Clinical criteria for aortic dissection are poorly defined. Thus, 35% of aortic dissections remain unsuspected in vivo, and 99% of suspected cases can be refuted.
To identify independent predictors of acute aortic dissection and create a prediction model for facilitated estimation of the individual risk of dissection.
Two hundred fifty patients with acute chest pain, back pain, or both; absence of an established differential diagnosis of the pain syndrome; and clinical suspicion of acute aortic dissection were evaluated for the presence of 26 clinical variables in a prospective, observational study. Multivariate analysis was performed to create a prediction model of aortic dissection.

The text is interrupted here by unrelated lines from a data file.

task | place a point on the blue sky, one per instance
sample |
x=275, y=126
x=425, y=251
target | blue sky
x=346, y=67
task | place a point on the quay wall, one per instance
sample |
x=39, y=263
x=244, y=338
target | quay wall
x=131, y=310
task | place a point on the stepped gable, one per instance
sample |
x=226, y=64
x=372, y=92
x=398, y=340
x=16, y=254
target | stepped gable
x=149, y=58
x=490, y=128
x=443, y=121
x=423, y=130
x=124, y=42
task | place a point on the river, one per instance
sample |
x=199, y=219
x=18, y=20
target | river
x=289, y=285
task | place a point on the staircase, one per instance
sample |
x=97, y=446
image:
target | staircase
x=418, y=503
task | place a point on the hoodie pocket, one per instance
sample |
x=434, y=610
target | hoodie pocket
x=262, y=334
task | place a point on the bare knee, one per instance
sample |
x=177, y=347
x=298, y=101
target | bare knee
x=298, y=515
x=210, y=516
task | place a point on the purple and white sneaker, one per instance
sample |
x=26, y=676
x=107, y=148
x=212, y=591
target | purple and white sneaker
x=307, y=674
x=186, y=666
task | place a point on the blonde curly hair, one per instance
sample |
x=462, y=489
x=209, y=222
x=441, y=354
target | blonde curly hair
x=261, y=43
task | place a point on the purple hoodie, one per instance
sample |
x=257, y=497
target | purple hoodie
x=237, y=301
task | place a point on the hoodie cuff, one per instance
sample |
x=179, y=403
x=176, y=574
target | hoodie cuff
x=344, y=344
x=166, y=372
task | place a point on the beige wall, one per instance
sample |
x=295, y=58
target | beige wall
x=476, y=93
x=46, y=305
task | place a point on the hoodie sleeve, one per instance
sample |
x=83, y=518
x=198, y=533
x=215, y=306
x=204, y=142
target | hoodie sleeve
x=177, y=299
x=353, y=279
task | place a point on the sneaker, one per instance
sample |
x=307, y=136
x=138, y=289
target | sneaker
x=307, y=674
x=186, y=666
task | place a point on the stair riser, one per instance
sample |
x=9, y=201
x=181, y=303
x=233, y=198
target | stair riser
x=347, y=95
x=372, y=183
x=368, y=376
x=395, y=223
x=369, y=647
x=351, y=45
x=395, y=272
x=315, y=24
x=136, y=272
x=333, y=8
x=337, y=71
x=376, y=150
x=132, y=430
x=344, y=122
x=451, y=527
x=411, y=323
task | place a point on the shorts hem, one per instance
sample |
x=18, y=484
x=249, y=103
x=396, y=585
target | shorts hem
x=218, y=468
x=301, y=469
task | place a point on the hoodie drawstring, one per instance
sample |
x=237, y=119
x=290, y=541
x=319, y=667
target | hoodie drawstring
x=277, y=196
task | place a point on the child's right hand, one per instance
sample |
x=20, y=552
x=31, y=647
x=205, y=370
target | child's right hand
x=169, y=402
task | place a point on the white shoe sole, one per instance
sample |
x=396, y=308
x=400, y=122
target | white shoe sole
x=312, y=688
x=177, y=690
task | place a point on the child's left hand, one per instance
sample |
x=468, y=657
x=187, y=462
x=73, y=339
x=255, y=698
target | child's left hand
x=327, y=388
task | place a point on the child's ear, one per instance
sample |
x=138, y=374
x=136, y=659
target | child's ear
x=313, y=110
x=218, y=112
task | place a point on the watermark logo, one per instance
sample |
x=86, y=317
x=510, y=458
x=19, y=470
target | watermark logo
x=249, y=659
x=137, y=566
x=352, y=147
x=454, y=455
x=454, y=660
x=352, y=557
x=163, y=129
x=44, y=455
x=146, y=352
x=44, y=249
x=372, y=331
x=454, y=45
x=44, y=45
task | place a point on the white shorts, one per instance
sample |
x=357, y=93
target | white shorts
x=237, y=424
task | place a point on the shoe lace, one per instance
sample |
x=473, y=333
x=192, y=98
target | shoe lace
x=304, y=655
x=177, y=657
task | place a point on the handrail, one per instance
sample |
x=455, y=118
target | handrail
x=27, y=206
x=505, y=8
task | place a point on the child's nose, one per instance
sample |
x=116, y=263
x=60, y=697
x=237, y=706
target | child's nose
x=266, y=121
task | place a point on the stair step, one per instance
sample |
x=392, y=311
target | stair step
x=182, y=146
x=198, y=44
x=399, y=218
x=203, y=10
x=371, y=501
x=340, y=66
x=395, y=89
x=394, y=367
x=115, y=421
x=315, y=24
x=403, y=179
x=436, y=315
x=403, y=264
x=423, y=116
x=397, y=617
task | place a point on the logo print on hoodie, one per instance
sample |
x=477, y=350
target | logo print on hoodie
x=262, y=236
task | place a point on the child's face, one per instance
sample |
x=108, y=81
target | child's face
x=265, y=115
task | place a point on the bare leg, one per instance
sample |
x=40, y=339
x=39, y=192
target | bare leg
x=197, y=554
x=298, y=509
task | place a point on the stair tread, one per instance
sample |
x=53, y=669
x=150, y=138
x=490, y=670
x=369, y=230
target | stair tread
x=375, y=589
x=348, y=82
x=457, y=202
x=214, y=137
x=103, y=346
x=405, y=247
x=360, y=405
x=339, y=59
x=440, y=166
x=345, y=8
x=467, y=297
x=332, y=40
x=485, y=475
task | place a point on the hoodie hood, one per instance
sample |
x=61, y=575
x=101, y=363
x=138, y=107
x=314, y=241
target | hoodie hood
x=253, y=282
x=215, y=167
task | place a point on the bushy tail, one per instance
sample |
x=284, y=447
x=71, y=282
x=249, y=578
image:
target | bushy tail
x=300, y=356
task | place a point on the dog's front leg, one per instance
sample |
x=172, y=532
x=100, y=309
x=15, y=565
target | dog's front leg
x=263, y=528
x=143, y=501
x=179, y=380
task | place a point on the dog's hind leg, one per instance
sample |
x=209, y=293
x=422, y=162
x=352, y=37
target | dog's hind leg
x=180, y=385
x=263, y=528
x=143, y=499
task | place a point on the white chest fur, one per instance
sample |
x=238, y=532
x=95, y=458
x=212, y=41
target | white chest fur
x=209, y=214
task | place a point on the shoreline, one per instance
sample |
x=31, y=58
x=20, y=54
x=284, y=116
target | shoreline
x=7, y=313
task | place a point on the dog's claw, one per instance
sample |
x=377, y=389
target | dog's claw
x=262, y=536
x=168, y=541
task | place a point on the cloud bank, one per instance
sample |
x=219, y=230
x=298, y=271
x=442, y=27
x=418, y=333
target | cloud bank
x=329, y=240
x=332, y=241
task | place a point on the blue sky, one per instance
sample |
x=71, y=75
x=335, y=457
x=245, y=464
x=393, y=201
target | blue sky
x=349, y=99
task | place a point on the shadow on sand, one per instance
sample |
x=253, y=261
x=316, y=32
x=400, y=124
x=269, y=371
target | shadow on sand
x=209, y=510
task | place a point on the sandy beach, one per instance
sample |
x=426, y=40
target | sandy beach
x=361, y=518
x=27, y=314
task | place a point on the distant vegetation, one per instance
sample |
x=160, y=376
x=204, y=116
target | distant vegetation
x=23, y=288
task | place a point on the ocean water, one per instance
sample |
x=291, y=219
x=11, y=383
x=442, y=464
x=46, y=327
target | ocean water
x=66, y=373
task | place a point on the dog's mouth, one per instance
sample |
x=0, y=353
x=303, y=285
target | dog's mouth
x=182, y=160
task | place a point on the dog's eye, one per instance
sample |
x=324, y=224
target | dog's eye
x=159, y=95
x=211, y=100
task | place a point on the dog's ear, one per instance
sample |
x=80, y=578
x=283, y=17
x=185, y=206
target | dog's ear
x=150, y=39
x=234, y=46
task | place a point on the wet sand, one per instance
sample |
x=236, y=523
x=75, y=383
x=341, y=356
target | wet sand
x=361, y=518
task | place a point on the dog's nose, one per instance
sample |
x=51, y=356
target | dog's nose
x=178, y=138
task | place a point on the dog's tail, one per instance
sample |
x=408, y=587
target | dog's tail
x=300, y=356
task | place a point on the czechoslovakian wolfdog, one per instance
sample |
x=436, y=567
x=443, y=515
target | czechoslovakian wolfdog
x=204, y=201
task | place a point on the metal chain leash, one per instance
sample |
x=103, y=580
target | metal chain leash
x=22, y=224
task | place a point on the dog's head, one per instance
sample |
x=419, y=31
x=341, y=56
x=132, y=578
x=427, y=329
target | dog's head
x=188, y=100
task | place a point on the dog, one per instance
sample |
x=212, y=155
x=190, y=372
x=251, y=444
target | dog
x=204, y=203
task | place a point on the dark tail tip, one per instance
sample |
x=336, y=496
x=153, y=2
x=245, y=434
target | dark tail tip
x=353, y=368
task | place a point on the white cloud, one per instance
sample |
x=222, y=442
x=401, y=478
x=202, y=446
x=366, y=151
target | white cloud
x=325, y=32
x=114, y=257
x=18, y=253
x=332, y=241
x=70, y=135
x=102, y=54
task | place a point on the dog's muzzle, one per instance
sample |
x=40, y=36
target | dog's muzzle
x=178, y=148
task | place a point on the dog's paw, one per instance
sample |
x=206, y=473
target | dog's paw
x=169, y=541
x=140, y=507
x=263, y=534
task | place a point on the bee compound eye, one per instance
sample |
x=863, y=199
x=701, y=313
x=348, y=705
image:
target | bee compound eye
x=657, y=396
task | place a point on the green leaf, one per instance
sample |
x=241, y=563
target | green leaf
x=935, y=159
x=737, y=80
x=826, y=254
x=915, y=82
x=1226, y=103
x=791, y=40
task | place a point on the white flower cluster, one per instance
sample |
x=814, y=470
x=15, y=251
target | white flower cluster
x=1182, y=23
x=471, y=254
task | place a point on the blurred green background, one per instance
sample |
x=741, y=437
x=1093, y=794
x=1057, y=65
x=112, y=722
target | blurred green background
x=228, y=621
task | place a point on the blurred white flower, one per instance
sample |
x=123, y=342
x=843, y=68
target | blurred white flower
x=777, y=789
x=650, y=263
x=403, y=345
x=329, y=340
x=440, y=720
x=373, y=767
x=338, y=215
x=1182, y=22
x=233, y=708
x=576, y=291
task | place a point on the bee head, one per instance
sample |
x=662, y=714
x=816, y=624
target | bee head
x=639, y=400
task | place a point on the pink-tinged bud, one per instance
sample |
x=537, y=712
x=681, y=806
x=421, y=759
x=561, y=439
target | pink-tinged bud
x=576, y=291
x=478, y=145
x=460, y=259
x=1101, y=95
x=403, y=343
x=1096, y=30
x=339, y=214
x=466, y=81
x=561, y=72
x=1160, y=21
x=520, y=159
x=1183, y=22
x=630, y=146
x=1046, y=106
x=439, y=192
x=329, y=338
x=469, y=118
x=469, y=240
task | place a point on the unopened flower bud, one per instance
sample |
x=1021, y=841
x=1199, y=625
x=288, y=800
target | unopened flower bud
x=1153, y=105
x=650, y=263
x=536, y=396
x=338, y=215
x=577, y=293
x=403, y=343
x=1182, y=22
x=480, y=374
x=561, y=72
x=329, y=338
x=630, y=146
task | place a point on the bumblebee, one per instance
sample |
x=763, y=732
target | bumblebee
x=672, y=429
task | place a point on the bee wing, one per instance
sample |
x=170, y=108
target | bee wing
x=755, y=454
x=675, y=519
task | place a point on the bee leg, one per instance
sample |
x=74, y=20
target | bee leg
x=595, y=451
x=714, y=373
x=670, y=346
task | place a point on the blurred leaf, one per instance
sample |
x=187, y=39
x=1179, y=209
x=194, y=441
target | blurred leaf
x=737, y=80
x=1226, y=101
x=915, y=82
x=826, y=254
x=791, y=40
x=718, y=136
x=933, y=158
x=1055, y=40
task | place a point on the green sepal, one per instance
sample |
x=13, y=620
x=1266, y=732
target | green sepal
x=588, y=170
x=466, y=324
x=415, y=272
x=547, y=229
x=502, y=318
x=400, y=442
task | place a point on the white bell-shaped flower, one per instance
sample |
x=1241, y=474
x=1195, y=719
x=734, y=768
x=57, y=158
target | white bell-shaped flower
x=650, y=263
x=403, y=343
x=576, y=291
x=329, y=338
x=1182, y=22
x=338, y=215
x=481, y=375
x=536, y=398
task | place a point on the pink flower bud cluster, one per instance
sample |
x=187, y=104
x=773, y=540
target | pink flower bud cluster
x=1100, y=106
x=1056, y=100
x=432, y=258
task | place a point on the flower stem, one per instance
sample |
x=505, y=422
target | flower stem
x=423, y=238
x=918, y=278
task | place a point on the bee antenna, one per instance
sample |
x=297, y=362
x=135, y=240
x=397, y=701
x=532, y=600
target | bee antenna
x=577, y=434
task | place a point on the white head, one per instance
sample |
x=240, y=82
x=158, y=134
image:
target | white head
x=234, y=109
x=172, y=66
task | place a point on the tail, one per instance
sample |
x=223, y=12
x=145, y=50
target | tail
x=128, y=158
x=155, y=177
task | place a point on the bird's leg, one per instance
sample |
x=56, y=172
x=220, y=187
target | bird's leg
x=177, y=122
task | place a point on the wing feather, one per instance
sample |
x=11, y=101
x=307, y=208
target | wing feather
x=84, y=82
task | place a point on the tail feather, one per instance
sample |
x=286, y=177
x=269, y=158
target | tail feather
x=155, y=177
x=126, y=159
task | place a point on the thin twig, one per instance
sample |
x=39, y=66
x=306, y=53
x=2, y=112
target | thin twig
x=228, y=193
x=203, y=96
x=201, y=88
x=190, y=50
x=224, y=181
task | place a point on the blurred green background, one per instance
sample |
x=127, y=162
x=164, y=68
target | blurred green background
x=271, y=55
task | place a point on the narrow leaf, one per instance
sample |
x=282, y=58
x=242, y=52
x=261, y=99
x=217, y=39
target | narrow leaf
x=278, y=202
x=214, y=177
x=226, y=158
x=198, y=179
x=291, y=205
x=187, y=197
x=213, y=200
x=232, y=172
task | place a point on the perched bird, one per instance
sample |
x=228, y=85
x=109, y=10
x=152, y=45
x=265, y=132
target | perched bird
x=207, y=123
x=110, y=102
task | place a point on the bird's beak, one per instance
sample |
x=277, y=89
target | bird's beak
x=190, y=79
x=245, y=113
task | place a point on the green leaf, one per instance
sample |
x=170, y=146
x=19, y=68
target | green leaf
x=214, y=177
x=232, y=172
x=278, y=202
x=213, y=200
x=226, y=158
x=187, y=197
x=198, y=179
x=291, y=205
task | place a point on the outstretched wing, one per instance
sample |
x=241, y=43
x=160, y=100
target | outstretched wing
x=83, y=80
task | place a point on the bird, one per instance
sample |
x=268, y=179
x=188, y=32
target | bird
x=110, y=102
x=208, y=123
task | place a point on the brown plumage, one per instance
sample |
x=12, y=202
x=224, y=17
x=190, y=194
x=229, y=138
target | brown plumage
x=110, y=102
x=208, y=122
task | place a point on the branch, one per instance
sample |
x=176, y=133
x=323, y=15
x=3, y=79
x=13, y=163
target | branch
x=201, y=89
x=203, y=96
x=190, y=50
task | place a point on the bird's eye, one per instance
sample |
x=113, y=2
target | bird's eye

Aortic pain with immediate onset, a tearing or ripping character, or both; mediastinal widening, aortic widening, or both on chest radiography; and pulse differentials, blood pressure differentials, or both (P<.001 for all) were identified as independent predictors of acute aortic dissection. Probability of dissection was low with absence of all 3 variables (7%), intermediate with isolated findings of aortic pain or mediastinal widening (31% and 39%, respectively), and high with isolated pulse or blood pressure differentials or any combination of the 3 variables (≥83%). Accordingly, 4% of all dissections were assigned to the low-probability group, 19% to the intermediate-probability group, and 77% to the high-probability group of aortic dissection.
Assessment of 3 clinical variables permitted identification of 96% of the acute aortic dissections and stratification into high-, intermediate-, and low-probability groupings of disease. With better selection for prompt diagnostic imaging, this prediction model can be used as an aid to improve patient care in aortic dissection.